County police officer uses Narcan to save overdose victim

County police officer uses Narcan to save overdose victim

St. Louis County Police Department officers used their recent training in overdose prevention to save the life of a heroin overdose victim Wednesday.

Arriving on scene to a one-car crash at southbound Interstate 55 near the Union Road exit, a police officer from the South County Precinct and another county officer pulled the man driving the car, 42, from the driver’s seat.

The man, eyes closed, was starting to turn blue and was sweating profusely, symptoms which did not appear to be caused by his car hitting the interstate guardrail and instead appeared consistent with a heroin overdose, police said in a news release. Unable to detect a pulse from the man, officers pulled him out of the car for CPR. The initial officer responding to the scene had already retrieved a CPR breathing mask.

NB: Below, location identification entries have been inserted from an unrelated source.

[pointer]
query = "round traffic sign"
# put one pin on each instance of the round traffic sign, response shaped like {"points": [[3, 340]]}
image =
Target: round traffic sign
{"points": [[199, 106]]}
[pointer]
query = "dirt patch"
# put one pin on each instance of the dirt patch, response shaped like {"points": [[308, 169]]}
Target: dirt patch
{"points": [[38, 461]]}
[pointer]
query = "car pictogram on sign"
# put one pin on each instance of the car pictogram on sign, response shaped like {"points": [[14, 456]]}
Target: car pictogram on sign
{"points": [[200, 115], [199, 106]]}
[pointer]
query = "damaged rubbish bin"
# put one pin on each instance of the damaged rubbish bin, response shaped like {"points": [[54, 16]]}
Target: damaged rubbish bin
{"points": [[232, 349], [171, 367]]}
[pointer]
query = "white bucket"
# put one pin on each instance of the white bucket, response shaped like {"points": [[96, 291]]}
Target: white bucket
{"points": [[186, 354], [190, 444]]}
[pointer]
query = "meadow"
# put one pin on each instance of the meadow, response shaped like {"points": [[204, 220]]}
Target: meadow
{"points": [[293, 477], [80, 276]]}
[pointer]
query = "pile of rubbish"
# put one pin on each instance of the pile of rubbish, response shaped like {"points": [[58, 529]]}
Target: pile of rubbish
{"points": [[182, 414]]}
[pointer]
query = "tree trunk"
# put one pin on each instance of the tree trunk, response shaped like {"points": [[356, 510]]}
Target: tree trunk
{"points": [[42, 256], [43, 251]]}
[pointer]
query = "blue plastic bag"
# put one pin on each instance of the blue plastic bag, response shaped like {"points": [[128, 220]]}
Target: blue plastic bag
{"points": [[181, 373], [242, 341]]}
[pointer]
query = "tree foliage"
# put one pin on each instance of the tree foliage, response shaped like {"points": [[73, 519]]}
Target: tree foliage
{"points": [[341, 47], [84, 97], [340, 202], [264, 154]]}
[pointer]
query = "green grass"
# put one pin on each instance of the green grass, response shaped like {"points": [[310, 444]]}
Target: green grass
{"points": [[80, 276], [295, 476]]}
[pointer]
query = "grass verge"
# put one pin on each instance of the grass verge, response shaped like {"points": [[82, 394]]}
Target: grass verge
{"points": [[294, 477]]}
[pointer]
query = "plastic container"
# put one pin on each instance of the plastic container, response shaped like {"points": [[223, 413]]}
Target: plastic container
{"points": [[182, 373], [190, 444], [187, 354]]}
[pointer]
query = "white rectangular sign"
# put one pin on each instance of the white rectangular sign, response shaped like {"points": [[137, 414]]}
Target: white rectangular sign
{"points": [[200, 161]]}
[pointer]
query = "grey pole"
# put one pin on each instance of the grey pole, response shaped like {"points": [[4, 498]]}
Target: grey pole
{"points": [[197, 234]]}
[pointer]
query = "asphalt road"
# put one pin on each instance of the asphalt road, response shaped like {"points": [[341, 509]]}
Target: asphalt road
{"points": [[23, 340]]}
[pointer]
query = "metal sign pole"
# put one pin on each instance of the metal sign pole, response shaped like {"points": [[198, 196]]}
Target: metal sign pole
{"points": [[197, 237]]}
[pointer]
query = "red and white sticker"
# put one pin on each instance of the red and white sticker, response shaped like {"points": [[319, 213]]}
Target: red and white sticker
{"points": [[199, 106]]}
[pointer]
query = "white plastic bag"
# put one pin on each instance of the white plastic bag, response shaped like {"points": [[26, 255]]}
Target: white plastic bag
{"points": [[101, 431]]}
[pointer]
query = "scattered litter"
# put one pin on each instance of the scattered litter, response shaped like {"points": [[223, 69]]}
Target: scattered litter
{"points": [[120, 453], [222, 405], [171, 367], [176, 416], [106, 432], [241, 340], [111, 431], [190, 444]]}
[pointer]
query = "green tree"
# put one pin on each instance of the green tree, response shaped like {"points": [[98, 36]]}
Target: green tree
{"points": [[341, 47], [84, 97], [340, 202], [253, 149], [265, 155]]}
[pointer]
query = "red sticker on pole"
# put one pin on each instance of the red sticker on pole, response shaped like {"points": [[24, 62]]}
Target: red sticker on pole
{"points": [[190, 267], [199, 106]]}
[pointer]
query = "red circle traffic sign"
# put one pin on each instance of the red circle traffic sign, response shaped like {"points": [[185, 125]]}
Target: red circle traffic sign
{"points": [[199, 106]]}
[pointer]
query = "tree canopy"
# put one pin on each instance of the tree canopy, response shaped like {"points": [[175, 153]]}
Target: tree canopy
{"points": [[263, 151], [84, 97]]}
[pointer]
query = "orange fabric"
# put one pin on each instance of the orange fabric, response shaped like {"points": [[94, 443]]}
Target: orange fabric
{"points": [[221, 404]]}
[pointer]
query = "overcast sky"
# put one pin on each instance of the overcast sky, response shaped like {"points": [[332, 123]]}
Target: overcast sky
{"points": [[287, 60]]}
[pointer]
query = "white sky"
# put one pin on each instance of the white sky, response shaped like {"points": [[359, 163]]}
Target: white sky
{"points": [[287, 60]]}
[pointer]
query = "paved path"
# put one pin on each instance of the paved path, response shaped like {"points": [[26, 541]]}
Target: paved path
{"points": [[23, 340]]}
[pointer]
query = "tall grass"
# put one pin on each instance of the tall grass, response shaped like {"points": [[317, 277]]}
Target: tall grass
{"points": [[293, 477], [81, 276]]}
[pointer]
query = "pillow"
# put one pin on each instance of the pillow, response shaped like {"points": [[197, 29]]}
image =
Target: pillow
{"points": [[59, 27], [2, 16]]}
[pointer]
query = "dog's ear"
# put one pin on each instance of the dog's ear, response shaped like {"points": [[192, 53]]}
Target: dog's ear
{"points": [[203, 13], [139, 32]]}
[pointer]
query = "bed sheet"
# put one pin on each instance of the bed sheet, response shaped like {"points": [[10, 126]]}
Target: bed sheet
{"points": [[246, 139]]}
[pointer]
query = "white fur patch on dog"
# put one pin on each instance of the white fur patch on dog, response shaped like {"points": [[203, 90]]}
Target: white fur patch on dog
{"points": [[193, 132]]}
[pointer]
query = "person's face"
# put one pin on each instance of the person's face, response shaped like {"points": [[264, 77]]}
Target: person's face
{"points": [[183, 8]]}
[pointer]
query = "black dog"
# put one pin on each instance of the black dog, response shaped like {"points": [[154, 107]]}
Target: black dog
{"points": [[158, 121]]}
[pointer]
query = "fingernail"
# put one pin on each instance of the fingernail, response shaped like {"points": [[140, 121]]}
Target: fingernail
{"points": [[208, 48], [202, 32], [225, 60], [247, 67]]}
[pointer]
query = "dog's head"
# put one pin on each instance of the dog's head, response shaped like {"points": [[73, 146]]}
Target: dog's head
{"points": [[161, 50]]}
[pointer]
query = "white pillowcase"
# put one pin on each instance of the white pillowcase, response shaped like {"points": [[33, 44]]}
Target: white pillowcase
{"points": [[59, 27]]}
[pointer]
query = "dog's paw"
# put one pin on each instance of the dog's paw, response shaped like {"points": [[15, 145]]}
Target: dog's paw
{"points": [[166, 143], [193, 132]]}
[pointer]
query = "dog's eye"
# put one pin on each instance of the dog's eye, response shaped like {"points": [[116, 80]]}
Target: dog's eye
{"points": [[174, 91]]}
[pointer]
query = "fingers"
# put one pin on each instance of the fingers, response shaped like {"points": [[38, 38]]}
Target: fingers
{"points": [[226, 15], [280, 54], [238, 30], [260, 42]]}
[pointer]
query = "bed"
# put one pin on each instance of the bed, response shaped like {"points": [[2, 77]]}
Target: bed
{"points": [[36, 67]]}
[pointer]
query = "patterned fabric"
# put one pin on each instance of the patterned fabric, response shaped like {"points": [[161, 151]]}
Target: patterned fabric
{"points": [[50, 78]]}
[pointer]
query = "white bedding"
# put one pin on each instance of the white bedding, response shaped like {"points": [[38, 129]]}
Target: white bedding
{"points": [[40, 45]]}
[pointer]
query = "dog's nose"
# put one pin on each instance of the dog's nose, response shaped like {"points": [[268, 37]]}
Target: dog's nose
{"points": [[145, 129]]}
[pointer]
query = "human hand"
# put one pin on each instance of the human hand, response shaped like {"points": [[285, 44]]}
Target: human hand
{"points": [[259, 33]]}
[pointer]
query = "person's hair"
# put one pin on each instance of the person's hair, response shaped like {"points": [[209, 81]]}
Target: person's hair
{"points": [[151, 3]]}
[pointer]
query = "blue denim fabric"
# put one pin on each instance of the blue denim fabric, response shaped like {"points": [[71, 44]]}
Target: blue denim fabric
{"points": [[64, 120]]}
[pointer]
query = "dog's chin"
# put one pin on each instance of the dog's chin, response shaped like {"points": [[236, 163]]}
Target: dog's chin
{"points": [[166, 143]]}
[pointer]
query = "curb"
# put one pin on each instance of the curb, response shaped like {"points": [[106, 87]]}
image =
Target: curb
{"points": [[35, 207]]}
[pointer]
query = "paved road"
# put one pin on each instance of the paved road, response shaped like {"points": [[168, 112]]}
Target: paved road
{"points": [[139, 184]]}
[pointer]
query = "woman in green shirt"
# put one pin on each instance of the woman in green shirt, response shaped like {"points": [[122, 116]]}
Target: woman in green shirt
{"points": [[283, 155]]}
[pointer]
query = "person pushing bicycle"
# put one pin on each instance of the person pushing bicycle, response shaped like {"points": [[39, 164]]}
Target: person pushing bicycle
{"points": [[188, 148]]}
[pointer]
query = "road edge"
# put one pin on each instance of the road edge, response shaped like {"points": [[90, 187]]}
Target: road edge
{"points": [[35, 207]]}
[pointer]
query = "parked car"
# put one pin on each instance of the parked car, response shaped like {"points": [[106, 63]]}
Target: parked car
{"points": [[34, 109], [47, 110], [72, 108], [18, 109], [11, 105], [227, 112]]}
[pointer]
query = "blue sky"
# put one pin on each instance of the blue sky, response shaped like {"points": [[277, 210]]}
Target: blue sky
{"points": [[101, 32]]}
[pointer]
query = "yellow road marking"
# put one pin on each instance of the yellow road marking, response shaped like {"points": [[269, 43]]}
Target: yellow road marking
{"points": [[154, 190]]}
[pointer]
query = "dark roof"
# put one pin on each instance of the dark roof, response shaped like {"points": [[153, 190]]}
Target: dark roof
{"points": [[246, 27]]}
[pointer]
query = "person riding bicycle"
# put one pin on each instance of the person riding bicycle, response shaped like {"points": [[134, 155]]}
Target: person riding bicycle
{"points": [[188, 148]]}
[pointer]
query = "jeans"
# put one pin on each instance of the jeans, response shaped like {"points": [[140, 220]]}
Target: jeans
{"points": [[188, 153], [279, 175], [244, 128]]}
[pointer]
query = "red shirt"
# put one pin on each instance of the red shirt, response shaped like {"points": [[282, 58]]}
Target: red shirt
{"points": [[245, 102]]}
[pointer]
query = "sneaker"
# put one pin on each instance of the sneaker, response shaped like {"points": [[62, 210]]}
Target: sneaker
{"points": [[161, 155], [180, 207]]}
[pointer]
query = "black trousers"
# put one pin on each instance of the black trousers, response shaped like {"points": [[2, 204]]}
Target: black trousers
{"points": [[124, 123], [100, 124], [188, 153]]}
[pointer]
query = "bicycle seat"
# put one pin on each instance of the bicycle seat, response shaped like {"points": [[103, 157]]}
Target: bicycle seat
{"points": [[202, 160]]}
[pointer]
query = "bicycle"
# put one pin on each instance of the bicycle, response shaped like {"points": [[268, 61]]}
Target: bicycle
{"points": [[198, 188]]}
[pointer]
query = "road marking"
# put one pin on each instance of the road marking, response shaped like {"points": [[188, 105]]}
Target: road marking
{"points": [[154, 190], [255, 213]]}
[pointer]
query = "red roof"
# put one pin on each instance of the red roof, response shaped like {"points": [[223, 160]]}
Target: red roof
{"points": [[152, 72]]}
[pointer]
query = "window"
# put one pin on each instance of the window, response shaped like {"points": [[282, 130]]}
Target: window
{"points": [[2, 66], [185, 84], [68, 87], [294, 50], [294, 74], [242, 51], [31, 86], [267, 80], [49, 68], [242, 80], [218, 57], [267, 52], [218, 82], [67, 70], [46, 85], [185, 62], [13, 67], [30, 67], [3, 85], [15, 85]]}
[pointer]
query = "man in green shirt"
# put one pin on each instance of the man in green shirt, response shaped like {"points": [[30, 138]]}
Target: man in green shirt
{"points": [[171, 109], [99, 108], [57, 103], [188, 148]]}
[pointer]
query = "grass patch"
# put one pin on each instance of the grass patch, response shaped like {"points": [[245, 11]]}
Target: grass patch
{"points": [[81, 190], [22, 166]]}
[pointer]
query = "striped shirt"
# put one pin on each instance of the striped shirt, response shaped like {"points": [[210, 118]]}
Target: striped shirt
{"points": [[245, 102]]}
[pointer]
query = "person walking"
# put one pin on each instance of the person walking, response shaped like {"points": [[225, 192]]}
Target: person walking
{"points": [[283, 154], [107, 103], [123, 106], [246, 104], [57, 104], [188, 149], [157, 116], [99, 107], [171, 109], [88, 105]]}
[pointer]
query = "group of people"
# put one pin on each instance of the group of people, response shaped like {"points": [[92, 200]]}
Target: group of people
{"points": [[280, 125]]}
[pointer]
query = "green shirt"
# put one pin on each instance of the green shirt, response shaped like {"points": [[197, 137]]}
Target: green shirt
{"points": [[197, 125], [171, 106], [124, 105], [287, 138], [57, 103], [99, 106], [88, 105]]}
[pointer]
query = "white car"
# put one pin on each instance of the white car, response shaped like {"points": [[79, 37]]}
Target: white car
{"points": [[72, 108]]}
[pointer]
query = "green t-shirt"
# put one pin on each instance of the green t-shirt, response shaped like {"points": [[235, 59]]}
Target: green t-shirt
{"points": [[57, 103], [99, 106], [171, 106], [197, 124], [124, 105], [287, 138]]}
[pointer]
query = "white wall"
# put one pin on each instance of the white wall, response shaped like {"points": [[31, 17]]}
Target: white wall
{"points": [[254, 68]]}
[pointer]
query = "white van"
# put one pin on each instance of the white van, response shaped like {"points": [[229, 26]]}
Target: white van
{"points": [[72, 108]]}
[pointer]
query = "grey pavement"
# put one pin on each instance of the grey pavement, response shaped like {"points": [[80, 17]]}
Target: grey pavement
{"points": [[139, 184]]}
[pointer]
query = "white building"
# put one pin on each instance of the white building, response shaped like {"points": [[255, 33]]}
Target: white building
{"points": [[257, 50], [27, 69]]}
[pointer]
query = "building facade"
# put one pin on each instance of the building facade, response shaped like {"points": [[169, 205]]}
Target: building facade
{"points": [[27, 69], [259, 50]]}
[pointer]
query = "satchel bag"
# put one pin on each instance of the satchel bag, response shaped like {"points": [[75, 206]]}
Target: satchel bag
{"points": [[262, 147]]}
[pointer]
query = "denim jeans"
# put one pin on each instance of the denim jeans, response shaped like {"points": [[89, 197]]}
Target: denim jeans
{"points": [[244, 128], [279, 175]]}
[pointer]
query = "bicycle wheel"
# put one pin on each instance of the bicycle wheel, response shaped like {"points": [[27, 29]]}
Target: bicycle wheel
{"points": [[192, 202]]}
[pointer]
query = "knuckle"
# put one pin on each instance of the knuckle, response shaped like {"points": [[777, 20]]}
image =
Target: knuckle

Realizing from their recent training that the man needed to be revived from an overdose, the officers gave the man 1 mg of naloxone, or Narcan, which all county officers are now equipped with in their cars.

Narcan reverses the effects of opioids and can save the life of overdose victims who overdose if they receive the drug quickly enough.

Soon after the officers gave the man Narcan, his pulse rose and he began to recover. Firefighters from the Affton Fire Protection District treated the man at the scene and transported him to St. Anthony’s Medical Center, where he is expected to make a full recovery, the release said.

County Executive Steve Stenger has made combating heroin and prescription drug abuse priority, signing a bill into law earlier this month for St. Louis County to develop the first prescription-drug registry in the state. When he signed that legislation, Stenger noted that the county is devoting extra resources to training officers to combat overdoses and equipping them with Narcan.